Pharmacologic Effect of Miao Medicine Illicium simonsii Maxim. on Collagen-Induced Arthritis in Rats

Qing-zhong Zhang 1,, Xian-yun Hu 1, Wen-qin Yao 1, Xiao-li Wan 1, Zi-cong Liang 1, Rong-min Dang 1, Zheng-min Yang 1, Ya-lan Xia 1
PMCID: PMC6201380  PMID: 30405736

Abstract

Objectives

To study the pharmacologic effect and mechanism of action of Miao medicine Illicium simonsii Maxim. (ISM) in treating rheumatoid arthritis.

Methods

Sixty rats were randomly divided to six groups: normal control (normal), collagen-induced arthritis (CIA) model (model), CIA + tripterygium glycosides (TG), CIA + ISM high dose oral (ISM-H), CIA + ISM low-dose oral (ISM-L), and CIA + ISM topical application (ISM-T). The treatment doses were selected based on published reports and folk medicine practice. The outcome measurements included paw swelling, joint pathology, organ index, blood count, T helper 17 (Th17) cell count, and interleukin-6 (IL-6) level.

Results

Compared to the CIA model group, all treatment groups showed a significant reduction in paw swelling, blood vessel pathology, Th17 cell count, and IL-6 levels (p < 0.05 or p < 0.01). All treatment groups showed alleviated foot swelling and lower total number of white blood cells, and these effects were observed earlier with oral ISM than topical ISM. The effect of ISM was weaker than that of TG. In addition, less organ damage was observed with topical ISM than oral ISM but better than TG.

Conclusions

These results suggest that, by downregulating Th17 cells, ISM inhibits the production of Il-6, thereby alleviating the proliferation of endothelial and rheumatoid-like cells and leukocytosis in CIA rats, ultimately eliminating foot swelling.

1. Introduction

Rheumatoid arthritis (RA) is a chronic systemic disease characterized by inflammatory synovitis that mainly involves small joints of the hands and feet. RA is often accompanied by abnormalities involving extra-articular organs, joint deformity, and loss of function, thus negatively impacting physical and mental health, daily life, and economic status. Its etiology remains unclear. Approximately 0.3% and 0.5%–1% of the Chinese and global populations, respectively, are affected by RA [13]. Approximately 35% of patients with uncontrolled RA lose their ability to work within 10 years [4, 5].

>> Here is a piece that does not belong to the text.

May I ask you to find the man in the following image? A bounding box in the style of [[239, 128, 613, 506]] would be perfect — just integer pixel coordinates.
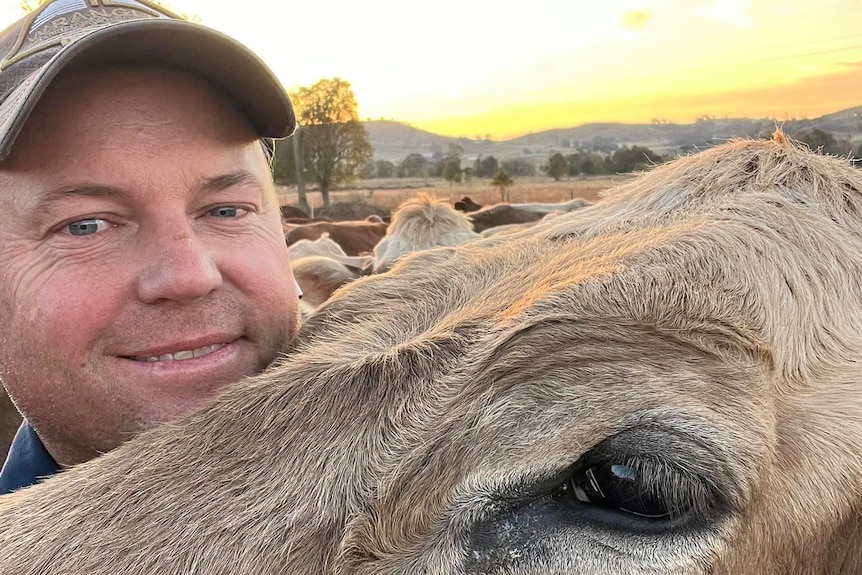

Advances in nanotechnology, chemical synthesis, and enzymology [68] have extensively improve RA treatment. However, these have not been utilized in Chinese clinics due to the limiting factors such as inadequate medical facilities and their associated high cost. Compared to RA medicines such as tripterygium glycosides and methotrexate, there are several domestic drugs in China that are effective in treating RA [9, 10]. However, their application is limited because of their toxicity and side effects.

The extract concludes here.